В коротком стихе не понять всего: высказывание оборвано, этот обрывок тревожит, саднит. То ли дело длинный стих: там как влезет поэт на ритм – и помчался, будто в тарантасе на рессорах – лишь подскакивает на ухабах ямбов. Короткая строка – обрывок какого-то неясного контекста, поворот дороги, которая идет в неведомом направлении. Ритмы ее столь многообразны и малоуловимы, что не успевают загипнотизировать, приковать внимание читателя однообразием повтора. В короткой строке за усилием инициации, стартом следует сразу же почти финиш. И начало, и конец порождают особые усилия – и речевые, и смысловые. Звуковое и смысловое эхо короткой строки звучит дольше в пустоте, не накладывается на другие строки... Отличий масса – но важно и то, что человек, сказавший два хороших слова, – как будто и не поэт, то есть по паре слов удачных уж каждый человек может сказать.
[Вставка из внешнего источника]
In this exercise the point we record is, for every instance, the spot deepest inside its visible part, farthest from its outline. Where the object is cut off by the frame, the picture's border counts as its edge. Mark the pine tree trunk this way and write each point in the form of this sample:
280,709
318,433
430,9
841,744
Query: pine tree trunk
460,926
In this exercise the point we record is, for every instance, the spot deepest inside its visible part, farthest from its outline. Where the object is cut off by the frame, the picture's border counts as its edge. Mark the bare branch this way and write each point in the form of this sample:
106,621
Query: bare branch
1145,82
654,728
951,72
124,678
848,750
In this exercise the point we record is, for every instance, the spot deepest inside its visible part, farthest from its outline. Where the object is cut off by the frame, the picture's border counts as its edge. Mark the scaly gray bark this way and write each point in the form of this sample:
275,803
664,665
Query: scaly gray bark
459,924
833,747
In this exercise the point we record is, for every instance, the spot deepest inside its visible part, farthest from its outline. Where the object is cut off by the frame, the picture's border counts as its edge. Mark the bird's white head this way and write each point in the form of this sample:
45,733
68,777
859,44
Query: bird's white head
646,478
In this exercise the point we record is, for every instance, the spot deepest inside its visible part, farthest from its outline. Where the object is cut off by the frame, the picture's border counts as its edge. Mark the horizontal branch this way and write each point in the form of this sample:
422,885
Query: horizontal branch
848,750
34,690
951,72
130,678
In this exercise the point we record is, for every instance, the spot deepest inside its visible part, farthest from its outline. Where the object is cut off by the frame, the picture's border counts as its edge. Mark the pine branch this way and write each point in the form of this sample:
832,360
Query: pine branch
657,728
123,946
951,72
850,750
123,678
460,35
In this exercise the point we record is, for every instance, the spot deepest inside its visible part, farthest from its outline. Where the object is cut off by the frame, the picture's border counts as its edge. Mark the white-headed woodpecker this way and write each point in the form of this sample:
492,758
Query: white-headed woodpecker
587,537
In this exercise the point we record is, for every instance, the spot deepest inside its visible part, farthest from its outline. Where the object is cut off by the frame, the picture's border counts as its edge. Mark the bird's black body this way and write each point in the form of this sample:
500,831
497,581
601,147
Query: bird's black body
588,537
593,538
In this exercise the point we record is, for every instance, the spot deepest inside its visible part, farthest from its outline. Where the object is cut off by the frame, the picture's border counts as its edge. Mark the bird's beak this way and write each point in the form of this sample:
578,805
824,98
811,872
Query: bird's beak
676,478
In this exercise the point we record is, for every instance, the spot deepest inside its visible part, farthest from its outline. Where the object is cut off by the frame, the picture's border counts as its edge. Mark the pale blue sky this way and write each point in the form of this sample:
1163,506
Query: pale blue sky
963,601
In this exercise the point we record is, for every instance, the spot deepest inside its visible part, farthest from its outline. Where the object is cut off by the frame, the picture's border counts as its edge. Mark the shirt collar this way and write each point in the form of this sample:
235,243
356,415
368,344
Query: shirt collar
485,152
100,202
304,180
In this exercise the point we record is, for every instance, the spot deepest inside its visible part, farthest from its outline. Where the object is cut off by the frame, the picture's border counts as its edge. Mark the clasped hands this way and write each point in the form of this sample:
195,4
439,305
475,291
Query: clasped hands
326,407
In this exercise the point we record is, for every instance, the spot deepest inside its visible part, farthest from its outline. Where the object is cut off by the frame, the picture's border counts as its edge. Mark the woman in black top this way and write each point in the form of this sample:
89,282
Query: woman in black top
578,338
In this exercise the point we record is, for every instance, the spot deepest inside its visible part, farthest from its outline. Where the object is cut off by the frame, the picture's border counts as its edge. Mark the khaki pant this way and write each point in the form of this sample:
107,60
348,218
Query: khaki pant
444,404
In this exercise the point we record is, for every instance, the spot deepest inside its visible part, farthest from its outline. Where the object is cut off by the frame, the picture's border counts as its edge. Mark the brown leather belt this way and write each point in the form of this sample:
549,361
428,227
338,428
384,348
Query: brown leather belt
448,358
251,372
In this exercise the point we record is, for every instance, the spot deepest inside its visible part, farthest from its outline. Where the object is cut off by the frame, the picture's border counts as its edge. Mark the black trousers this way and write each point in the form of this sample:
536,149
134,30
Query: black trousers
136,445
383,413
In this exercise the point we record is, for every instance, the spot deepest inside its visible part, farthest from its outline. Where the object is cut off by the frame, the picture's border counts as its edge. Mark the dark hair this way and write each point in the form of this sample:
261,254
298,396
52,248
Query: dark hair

Много вопросов порождает минимальная поэзия из двух-трех слов – и вопросы эти волновали классика этой поэзии, друга и единомышленника Оболдуева – Яна Сатуновского: «Вот мы сидим на крылечке и слушаем / С детства знакомый рассказ / «Жили-были старик со старухой» / Так, оказывается, это про нас».
Будет вечно жить классическое наследие – но особенное дыхание каждого времени, вкус жизни, беспрецедентное ощущение современности дается современными же стихами. Поэзия конца ХХ века, естественно вырастает из поэзии середины века, поэзии новой выразительности, которую мы еще не распробовали, не осознали толком. Вот еще Оболдуев: «О сколь лохматым псом / Я подбежал к ней, к ней, к ней, / Беглыми телесными словами / Выдающей удостоверение верности».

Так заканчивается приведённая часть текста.